The GOC may wish to consider working with the AOP and other optical sector bodies to raise wider public awareness of this issue. Since illegal optical practice has long been a significant concern to AOP members, and the changes discussed in our response to question 4 are likely to increase the risks it poses, we are planning to run a public-facing campaign on the risks of illegal practice in the second half of 2021.  

In addition to the changes proposed in our position statement, we think there are two further areas where the GOC could usefully do more to tackle illegal optical practice; updating its evidence base, and working with registrants.

Updating the evidence base

As discussed in our response to question 3, the 2014 Europe Economics report gave a good overview of the risks associated with illegal optical practice at that time, and highlighted some areas where there was little evidence available. Since online supply and other technological changes have advanced quickly since 2014, we think it would be helpful if the GOC commissioned an update on this work (we understand the GOC is already planning to commission a literature review). An updated report would provide additional evidence to inform the GOC’s future strategy on tackling illegal practice. It should also inform the GOC’s discussions with DHSC about potential changes to the GOC’s underpinning legislation, rules and powers. 

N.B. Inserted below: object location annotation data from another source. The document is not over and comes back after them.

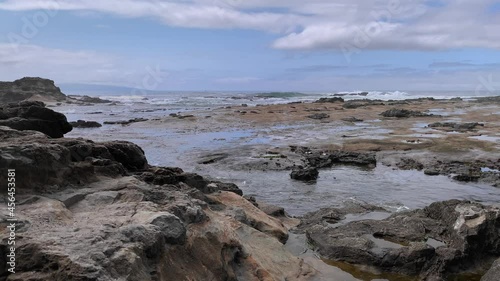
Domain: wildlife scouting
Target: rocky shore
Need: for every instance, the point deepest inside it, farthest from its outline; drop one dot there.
(98, 210)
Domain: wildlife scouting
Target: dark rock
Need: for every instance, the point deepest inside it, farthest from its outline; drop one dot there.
(85, 124)
(171, 227)
(36, 117)
(271, 210)
(460, 127)
(409, 164)
(330, 100)
(328, 159)
(306, 174)
(130, 155)
(494, 273)
(465, 236)
(87, 99)
(404, 113)
(319, 116)
(30, 88)
(351, 104)
(431, 172)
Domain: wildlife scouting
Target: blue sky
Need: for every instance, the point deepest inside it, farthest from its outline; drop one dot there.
(255, 45)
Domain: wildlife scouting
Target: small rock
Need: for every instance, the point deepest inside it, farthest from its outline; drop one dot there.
(85, 124)
(306, 174)
(319, 116)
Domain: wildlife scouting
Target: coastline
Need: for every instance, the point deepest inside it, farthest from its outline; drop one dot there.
(277, 139)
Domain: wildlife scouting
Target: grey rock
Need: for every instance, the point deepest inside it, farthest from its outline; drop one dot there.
(36, 117)
(171, 227)
(404, 113)
(494, 273)
(29, 87)
(319, 116)
(305, 174)
(85, 124)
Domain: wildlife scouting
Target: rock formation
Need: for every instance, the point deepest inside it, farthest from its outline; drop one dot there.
(443, 239)
(33, 115)
(99, 211)
(30, 88)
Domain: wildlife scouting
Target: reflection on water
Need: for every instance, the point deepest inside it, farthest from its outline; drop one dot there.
(392, 189)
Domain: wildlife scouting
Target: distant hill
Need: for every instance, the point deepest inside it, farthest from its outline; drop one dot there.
(96, 89)
(30, 88)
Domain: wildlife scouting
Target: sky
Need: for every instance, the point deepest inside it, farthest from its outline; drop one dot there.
(255, 45)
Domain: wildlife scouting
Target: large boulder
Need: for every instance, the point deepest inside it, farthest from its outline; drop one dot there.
(30, 88)
(443, 239)
(46, 163)
(31, 115)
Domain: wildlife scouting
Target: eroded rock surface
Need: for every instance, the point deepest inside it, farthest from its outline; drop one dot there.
(33, 115)
(442, 239)
(98, 211)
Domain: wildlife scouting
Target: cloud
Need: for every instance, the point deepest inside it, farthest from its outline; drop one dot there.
(196, 14)
(342, 25)
(456, 64)
(316, 68)
(63, 66)
(237, 80)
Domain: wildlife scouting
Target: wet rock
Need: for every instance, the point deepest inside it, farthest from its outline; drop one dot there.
(82, 225)
(431, 172)
(330, 100)
(85, 124)
(171, 227)
(88, 99)
(351, 104)
(29, 115)
(305, 174)
(352, 119)
(319, 116)
(460, 127)
(130, 155)
(126, 122)
(494, 273)
(271, 210)
(328, 159)
(409, 164)
(468, 235)
(32, 88)
(404, 113)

Working with registrants and patients

Many of our members have little awareness of how the GOC seeks to tackle illegal practice or of the practical challenges it faces in doing so, particularly when dealing with online suppliers based overseas. We think it would be helpful if the GOC did more to engage with registrants and their patients on this issue, including:

  • Making it easier for registrants and their patients to identify and refer cases of suspected illegal practice, for instance through an easy-to-use online referral system
  • Encouraging registrants to talk to their patients about the risks associated with sourcing optical appliances from overseas suppliers online and the importance of choosing suppliers that comply with the UK’s legal requirements, which are there to protect the public. 

Q6. What would help you feel more informed about the GOC’s strategy, and action taken, on tackling illegal practice? [Please tick as appropriate]☐ e-bulletin ☐ regular statistics on our website ☐ tweets ☐ other [please specify]

We know from our members’ feedback that they use a variety of channels to keep up to date with developments in optics, so all these options could be helpful. We would be happy to work with the GOC to help communicate key messages on illegal practice and the GOC’s work to our members.